Giliran Safder Yussac Ditahan
KASUS korupsi di Komisi Pemilihan Umum (KPU) kembali ”memakan korban”. Kali ini giliran Safder Yussac, mantan Sekjen KPU, yang dicokok KPK. Safder diduga terlibat korupsi proyek pencetakan buku panduan KPU.
Menurut Wakil Ketua KPK, Tumpak H. Panggabean, Yussac melakukan tindak pidana itu bersama Bambang Budiarto, Kepala Biro Umum KPU yang juga ketua panitia proyek. Bambang sudah ditahan KPK pada 17 Juli lalu. Dia disangka menunjuk langsung rekanan pengadaan buku, sekaligus menggelembungkan anggaran proyek Rp 30 miliar ini. Akibatnya, negara dirugikan Rp 17 miliar.

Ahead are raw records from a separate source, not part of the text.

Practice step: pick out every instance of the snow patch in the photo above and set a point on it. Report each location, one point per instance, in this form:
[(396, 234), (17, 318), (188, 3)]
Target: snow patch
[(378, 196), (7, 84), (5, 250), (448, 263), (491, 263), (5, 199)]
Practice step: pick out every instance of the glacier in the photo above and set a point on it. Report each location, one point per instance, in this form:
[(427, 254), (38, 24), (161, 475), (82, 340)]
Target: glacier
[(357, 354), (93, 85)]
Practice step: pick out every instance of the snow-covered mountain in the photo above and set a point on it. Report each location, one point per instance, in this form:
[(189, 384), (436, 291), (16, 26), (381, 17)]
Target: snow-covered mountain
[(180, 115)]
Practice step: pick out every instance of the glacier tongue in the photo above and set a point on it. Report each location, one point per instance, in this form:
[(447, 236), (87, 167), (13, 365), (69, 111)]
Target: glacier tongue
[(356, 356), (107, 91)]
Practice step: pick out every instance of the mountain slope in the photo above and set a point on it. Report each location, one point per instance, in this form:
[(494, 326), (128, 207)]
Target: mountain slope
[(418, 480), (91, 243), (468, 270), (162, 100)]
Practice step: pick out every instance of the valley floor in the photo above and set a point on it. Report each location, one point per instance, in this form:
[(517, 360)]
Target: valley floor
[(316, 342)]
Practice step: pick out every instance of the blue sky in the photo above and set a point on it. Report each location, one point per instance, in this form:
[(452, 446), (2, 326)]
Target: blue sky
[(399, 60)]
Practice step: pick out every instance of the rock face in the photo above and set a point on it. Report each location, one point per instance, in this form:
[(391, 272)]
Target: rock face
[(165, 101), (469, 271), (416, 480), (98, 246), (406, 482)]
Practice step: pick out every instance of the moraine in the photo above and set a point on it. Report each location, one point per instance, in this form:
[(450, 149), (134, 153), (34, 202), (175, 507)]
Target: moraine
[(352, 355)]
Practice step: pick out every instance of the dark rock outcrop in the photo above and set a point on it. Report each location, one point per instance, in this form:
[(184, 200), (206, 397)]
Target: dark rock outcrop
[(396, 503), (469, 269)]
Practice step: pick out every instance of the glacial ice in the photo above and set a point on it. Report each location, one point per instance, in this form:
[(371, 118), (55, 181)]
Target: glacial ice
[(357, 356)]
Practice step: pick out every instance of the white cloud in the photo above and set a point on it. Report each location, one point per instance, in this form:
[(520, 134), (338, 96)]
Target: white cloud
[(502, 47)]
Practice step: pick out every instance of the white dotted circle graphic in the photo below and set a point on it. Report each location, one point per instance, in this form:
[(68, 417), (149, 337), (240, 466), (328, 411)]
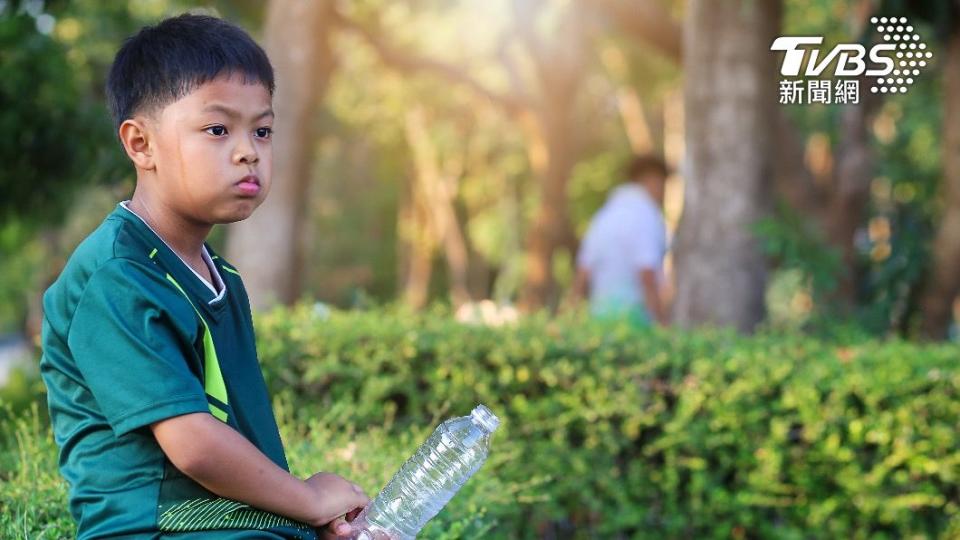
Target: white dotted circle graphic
[(909, 51)]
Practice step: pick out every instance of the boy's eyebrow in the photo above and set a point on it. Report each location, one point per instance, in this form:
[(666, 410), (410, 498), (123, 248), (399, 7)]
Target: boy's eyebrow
[(216, 107)]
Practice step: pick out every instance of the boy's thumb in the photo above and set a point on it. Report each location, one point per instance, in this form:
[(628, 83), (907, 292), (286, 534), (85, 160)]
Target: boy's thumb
[(341, 527)]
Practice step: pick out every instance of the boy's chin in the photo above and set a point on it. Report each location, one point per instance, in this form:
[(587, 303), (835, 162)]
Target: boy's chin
[(235, 215)]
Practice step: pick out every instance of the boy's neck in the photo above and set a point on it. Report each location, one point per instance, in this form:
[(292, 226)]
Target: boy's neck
[(184, 237)]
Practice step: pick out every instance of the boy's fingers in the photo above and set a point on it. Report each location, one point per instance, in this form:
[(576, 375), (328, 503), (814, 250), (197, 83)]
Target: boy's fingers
[(340, 526)]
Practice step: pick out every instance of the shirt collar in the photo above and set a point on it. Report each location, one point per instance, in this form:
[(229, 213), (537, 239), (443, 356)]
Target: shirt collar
[(220, 284)]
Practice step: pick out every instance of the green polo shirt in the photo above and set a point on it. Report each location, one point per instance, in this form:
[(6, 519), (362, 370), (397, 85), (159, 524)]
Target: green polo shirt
[(131, 335)]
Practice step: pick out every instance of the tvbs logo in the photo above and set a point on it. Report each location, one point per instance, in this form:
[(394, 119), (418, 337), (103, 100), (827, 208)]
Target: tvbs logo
[(892, 64)]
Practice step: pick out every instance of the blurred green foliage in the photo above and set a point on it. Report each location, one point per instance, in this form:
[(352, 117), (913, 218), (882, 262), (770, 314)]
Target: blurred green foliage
[(609, 430)]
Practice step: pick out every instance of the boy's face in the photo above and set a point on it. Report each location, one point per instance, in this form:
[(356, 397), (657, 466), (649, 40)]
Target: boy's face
[(213, 151)]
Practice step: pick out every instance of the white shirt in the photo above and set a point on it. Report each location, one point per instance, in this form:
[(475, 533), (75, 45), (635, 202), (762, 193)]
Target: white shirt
[(625, 236), (218, 284)]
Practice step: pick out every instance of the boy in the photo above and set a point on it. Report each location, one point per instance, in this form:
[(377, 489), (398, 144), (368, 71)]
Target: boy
[(155, 392), (620, 260)]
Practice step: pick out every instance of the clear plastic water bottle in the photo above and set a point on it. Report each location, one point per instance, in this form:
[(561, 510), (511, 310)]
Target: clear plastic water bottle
[(429, 479)]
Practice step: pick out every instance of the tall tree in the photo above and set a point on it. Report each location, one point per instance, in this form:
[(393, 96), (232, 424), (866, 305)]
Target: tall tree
[(730, 123), (944, 280), (542, 103), (267, 247)]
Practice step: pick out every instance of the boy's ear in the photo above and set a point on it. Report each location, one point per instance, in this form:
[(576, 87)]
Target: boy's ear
[(138, 142)]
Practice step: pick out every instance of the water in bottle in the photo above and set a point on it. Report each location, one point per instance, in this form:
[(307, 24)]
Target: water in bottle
[(429, 479)]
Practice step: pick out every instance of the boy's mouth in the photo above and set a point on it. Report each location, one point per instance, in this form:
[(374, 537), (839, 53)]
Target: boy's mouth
[(249, 185)]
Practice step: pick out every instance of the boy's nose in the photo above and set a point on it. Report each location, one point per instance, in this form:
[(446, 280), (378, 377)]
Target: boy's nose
[(246, 155)]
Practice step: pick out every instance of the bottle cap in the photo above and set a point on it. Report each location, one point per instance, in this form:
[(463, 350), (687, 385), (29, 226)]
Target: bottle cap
[(485, 418)]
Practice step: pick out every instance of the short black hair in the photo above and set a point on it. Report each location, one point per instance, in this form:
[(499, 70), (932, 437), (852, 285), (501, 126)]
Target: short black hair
[(160, 64), (647, 163)]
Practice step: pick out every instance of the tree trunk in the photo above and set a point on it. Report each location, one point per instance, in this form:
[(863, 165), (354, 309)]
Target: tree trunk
[(554, 149), (268, 247), (417, 248), (730, 94), (944, 280), (435, 193), (853, 172)]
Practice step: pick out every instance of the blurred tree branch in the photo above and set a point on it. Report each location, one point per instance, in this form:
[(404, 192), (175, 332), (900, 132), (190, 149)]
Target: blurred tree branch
[(392, 56)]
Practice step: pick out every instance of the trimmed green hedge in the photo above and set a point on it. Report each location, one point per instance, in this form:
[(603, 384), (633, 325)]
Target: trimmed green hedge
[(607, 431)]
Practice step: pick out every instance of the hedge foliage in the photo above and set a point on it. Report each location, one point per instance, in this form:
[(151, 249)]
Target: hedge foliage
[(607, 431)]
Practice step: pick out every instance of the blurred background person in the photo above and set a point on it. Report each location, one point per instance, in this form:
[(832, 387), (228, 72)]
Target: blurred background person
[(620, 261)]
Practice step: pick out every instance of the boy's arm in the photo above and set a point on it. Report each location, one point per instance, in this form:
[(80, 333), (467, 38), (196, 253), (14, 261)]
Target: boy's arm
[(651, 296), (223, 461)]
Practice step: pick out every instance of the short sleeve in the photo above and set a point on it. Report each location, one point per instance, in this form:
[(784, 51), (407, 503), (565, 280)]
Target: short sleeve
[(133, 344)]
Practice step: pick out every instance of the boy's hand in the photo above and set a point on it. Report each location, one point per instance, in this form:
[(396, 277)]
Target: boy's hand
[(337, 498)]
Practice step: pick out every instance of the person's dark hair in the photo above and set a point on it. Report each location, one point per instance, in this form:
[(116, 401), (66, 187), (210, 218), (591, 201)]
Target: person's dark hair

Adalah Sussongko Suhardjo, mantan pejabat Sekjen KPU, pengganti Yussac, yang membeberkan kecurangan itu. Kepada KPK, Sussongko bercerita penunjukan langsung rekanan itu dilakukan berdasarkan nota dinas Bambang kepada Yussac. Sussongko juga mengungkapkan peranan seorang teman lama Yussac sebagai calo pengadaan buku ini.
Saat diperiksa KPK, 6 Juni lampau, Yussac membenarkan bahwa proyek itu tidak melalui tender. Ia beralasan, semuanya terpaksa dilakukan karena waktu sudah mepet. Namun, ia mengaku tidak tahu siapa yang menunjuk calo dalam proyek itu.”Bukan saya,” katanya.
Dua Tahun untuk Rahardi
PUPUS sudah harapan Rahardi Ramelan agar bisa bebas dari kasus korupsi dana Badan Urusan Logistik (Bulog). Kasasi mantan Kepala Bulog itu ditolak Mahkamah Agung, dan dengan demikian ia diganjar 2 tahun penjara sesuai dengan keputusan pengadilan tinggi. ”Perkara itu diputus Oktober 2004 lalu,” kata Kepala Sub-Direktorat Kasasi MA, Zarof Ricar, pekan lalu.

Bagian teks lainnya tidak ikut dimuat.